Maurice thought awhile. “Come with me.”

“But if they come back-”

“They won’t be back today. Come with me. There’s something I want to show you, something that might help.”

Henry followed in dismal silence. Never had the woods felt so empty. Never had he seemed so far from home.

They reached Maurice’s cabin on the swift little stream. Maurice led him inside and blew into the embers of the fire and stoked the flame. He put water on to boil.

“Some tea will help. Hummingbird’s recipe. Burdock root, sheep sorrel, slippery elm, and red clover.”

Henry sat in the cabin, but his mind was still on the airplane he’d watched lift off the lake that morning, spray streaming from the floats, Maria vanishing.

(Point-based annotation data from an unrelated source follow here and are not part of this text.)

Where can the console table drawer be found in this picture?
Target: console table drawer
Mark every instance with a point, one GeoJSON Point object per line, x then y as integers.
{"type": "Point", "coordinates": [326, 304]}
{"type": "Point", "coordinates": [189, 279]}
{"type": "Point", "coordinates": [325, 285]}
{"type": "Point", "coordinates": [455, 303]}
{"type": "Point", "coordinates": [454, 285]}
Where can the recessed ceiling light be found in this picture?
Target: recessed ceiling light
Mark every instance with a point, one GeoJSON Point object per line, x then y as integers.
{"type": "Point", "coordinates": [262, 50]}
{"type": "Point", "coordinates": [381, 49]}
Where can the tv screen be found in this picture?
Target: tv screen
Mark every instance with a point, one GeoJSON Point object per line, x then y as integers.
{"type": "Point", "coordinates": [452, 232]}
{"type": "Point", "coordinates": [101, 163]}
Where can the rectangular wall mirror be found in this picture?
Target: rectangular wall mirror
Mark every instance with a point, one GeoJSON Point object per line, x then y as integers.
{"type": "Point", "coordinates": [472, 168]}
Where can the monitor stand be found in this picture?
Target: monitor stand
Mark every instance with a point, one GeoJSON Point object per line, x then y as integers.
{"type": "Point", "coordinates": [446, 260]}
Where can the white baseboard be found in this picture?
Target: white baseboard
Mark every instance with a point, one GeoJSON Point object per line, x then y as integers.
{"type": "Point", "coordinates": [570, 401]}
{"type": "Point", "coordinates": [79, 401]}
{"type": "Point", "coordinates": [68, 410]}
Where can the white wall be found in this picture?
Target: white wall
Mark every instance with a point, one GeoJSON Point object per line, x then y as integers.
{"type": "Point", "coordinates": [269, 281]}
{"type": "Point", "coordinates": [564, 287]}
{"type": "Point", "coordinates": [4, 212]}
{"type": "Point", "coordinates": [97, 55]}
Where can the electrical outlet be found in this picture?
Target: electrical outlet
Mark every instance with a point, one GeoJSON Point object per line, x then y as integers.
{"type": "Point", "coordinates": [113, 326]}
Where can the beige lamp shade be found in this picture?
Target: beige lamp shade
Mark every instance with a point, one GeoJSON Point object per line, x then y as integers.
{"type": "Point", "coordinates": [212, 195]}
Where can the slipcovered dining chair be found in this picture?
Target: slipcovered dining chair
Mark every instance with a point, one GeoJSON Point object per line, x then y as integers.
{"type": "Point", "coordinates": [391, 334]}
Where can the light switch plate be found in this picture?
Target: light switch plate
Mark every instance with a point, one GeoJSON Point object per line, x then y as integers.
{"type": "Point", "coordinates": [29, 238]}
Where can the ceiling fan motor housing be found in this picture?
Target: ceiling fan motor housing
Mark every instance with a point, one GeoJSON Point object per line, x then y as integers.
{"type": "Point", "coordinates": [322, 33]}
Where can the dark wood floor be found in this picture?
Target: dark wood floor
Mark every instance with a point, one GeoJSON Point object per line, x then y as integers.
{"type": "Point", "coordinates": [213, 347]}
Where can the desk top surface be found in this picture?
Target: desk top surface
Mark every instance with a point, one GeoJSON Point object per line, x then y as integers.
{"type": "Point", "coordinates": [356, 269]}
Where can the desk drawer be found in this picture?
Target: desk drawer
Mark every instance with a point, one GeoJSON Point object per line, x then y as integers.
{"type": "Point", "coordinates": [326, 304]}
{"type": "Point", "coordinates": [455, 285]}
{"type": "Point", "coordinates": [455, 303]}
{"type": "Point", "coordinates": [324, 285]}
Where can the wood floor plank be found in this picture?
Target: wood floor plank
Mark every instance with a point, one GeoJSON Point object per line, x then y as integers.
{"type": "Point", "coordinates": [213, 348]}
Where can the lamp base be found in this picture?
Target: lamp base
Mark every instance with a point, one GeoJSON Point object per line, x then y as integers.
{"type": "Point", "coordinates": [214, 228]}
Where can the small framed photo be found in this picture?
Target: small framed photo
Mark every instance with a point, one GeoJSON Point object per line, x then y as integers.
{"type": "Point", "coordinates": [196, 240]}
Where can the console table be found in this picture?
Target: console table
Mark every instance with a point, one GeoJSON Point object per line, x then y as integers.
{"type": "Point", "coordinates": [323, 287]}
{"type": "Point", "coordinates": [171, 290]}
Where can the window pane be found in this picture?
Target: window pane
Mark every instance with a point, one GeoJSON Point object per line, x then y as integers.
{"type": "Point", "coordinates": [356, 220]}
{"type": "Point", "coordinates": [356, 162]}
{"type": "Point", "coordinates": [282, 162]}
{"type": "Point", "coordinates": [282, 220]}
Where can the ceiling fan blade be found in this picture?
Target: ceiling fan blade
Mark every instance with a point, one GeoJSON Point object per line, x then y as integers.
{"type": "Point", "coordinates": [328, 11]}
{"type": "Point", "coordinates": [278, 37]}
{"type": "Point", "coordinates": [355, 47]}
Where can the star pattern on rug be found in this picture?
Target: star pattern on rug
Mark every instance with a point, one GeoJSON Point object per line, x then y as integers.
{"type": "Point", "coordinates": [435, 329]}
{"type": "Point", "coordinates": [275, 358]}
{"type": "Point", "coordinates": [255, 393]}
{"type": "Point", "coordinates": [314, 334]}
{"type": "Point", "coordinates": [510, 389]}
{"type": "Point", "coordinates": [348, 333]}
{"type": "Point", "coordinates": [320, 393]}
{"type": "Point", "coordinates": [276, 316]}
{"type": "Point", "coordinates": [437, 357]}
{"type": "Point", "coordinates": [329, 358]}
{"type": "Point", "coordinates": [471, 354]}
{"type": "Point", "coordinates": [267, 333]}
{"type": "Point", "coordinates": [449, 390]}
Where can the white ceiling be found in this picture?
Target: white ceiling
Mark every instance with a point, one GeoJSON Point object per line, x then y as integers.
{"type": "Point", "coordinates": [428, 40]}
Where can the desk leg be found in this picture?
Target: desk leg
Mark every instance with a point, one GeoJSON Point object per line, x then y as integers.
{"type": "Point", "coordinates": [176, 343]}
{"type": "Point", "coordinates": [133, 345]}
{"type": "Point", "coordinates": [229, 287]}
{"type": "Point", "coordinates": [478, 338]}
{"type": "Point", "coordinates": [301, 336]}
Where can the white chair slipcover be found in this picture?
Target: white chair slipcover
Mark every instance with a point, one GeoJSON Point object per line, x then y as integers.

The hot cup was suddenly in his hands.

“Drink,” Maurice said gently. “And listen to me.” He settled into a chair facing Henry and leaned close. A shaft of afternoon light came through the open window and struck his face. The sharp cheekbones above his beard were like dark, polished cherry wood. “In all my time among white people, the one thing I understood best was that for them, money forgives everything. In their courts, money can undo any wrong, even murder.”

“Not murder,” Henry said hopelessly.

Maurice shook his head. “Money will buy a good lawyer, and a good lawyer with enough money behind him can sell a lie to anyone.”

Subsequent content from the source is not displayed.